Nano Optical Measurement for Next-Generation Nano/Micro Manufacturing based on Localized Light Energy Control

摘要

In the nano/micro manufacturing, in-process optical inspection plays one of the most important roles for producing the advanced products with high reliability, because it has several practical advantages typified by nondestructiveness, high-throughput characteristics, and so on. Optical measurement methods, however, essentially restrict its spatial resolution due to the diffraction limit, which means that finer structures less than half of the wavelength of optical wave from the objects to be inspected, cannot be observed. This resolution limit of the optical measurement method is a critical problem especially for the nano/micro manufacturing process, where the features of submicrometer fine structures should generate special functions.
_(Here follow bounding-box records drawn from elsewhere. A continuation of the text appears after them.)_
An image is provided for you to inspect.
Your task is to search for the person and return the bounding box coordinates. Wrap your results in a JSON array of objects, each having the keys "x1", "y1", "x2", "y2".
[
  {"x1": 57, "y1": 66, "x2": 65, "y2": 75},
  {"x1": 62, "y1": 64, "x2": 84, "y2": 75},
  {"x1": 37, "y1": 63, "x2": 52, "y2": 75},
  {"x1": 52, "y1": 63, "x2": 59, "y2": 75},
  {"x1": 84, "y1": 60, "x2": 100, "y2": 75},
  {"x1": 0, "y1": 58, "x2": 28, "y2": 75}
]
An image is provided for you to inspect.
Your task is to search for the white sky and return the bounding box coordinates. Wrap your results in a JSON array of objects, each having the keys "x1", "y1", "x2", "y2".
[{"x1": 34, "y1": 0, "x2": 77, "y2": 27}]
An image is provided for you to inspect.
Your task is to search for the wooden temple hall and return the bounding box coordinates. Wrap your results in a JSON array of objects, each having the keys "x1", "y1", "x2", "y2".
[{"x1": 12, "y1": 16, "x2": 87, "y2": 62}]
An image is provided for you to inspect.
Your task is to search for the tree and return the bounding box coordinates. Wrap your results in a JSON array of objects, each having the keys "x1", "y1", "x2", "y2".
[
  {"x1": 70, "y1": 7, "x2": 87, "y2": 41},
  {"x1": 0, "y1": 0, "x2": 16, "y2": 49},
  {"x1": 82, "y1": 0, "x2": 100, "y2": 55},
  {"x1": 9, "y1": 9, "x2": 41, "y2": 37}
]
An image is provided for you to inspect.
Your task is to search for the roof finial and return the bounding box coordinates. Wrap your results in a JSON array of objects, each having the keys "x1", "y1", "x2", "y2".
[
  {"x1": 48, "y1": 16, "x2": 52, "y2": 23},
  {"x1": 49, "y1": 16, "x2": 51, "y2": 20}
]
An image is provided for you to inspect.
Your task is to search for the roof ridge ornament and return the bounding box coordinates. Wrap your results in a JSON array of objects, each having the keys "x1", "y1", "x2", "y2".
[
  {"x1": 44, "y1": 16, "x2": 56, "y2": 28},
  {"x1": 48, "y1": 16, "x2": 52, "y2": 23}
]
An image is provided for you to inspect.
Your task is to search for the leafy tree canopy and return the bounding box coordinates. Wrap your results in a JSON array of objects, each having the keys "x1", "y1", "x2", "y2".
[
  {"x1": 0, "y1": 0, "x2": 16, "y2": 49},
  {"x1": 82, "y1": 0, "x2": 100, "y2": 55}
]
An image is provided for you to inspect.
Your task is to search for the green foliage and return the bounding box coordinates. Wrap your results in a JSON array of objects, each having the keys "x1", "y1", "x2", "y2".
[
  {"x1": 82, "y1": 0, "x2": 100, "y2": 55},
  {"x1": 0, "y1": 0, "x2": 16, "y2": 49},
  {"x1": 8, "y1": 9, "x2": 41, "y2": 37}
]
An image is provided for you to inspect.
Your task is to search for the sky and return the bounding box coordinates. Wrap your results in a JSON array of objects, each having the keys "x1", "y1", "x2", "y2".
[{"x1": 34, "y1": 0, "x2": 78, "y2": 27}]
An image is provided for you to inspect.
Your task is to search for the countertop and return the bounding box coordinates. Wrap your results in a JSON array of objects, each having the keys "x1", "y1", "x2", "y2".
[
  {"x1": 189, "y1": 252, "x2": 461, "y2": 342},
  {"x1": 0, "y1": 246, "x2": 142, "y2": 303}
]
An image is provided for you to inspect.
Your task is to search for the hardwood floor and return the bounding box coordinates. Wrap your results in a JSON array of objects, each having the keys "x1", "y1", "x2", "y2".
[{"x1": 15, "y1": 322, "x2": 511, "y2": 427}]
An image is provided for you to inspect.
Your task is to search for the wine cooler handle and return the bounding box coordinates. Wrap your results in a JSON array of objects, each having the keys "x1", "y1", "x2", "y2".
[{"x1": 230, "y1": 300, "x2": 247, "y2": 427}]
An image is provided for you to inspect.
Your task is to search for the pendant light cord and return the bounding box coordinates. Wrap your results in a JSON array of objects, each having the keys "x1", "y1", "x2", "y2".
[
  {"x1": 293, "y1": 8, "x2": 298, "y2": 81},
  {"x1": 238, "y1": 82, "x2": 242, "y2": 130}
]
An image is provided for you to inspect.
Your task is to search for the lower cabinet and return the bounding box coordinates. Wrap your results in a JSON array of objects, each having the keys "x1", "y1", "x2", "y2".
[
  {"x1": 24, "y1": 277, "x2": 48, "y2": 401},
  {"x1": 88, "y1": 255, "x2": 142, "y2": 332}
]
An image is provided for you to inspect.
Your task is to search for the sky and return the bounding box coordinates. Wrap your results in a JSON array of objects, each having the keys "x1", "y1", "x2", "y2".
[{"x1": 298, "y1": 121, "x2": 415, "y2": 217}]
This critical limit about spatial resolution can be physically explained by focusing on light energy localization property. As shown in Tablel, light energy can be mainly classified into the following three types of localizations: (1) Evanescent light generated under the total internal reflection. (2) Near-field light existing in the vicinity of tips of the near-field optical probe. (3) Interference intensity distribution of standing wave (mainly generated with two beam interference) and focusing beam (generated with multiple-beam interference), both of which consist of free-space propagating light (freely propagating light) waves. Physical principles for spatial resolution improvement are essentially different based on these types of light energy localization. In order to develop the effective optical inspection beyond the diffraction limit, it is important to recognize their super resolution property depending on their light localization. Evanescent light is known as effective near-field light illumination for surface, which can be applied to near-field scanning optical microscopic inspections.